If you wanted a projection that would that you could query for a user and list their emails you could build the following:

class UserEmailProjection
  include EventSourcery::Postgres::Projector

  projector_name :user_email_projector

  # NOTE: These `table` definition helpers come from event_sourcery-postgres
  table :user_email_projector_users do
    column :user_id, 'UUID', null: false
    column :name, :text
  end

  table :user_email_projector_emails do
    column :user_id, 'UUID', null: false
    column :email, :text
  end

  project UserSignedUp do |event|
    table(:user_email_projector_users).insert(
      user_id: event.aggregate_id,
      name: event.body[:name],
    )
  end

  project EmailAdded do |event|
    table(:user_email_projector_emails).insert(
      user_id: event.body[:user_id],
      name: event.body[:name],
    )
  end
end

You could then query the table:

class UserEmailsModel
  self.find_emails(name:)
    table(:user_email_projector_emails)
      .select(:email)
      .join(:user_email_projector_users, user_id: :user_id)
      .where(name: name)
  end
end

Consider the code semi-psudo-code, this is completely untested and some of the syntax may be off.

wwahammy commented 7 years ago

@twe4ked ah, that makes sense. How should constraints be enforced here? As an example, let's say a user could have up to 3 emails but no more. Should the constraint be enforced in the projection by validating the constraints there and sending a revert event if it fails (and not creating a new projection). Or should this be handled in the aggregate?

Based upon my understanding, the projection seems to make more sense but I wasn't sure.

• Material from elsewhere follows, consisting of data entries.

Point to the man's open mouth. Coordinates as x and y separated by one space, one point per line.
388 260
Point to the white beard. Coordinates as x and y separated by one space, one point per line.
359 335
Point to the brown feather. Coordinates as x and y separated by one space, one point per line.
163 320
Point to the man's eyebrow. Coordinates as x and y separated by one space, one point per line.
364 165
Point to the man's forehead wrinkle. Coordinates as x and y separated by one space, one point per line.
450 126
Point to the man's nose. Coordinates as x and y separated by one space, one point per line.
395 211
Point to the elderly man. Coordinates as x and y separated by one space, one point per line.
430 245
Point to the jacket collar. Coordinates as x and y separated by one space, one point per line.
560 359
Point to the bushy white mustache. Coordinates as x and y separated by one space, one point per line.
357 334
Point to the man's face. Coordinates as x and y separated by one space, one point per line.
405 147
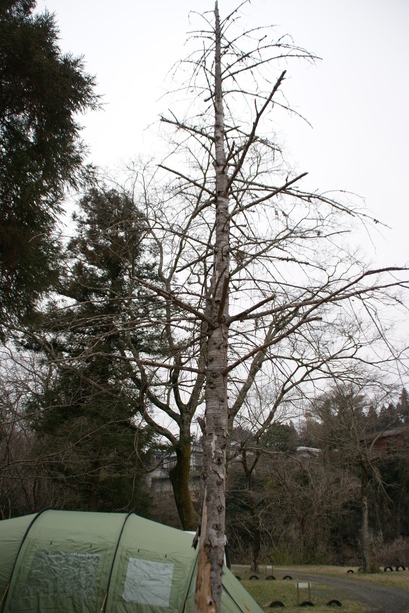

stevehodgkiss commented 7 years ago

If an invariant must always be true, aggregate boundaries would need to be changed so that a single aggregate has the data required to enforce the rule. In this case the EmailAdded event would need to be emitted on the User aggregate vs a separate Email aggregate. This way it's possible to guarantee that a user can't add more than 3 emails. The aggregate method would look something like this:

def add_email(email)
  if @emails.count >= 3
    raise SomeError
  end
  apply_event(EmailAdded, body: { email: email })
end

An alternative is to let it happen and correct it afterwards if required. A projection could be used to validate the rule while handling the command, acknowledging that because the projection is updated asynchronously to the request to add an email, 2 concurrent requests to add an email could result in the rule being violated.

A reactor would be used to correct the race condition after it's happened. A reactor is a type of event stream processor that can keep an internal projection and also emit events back into the stream (an example reactor in the todo app). The reactor would keep track of the number of emails per user and if an EmailAdded event causes the number of emails for a user to go above 3, emit some kind of correction event such as EmailRemoved.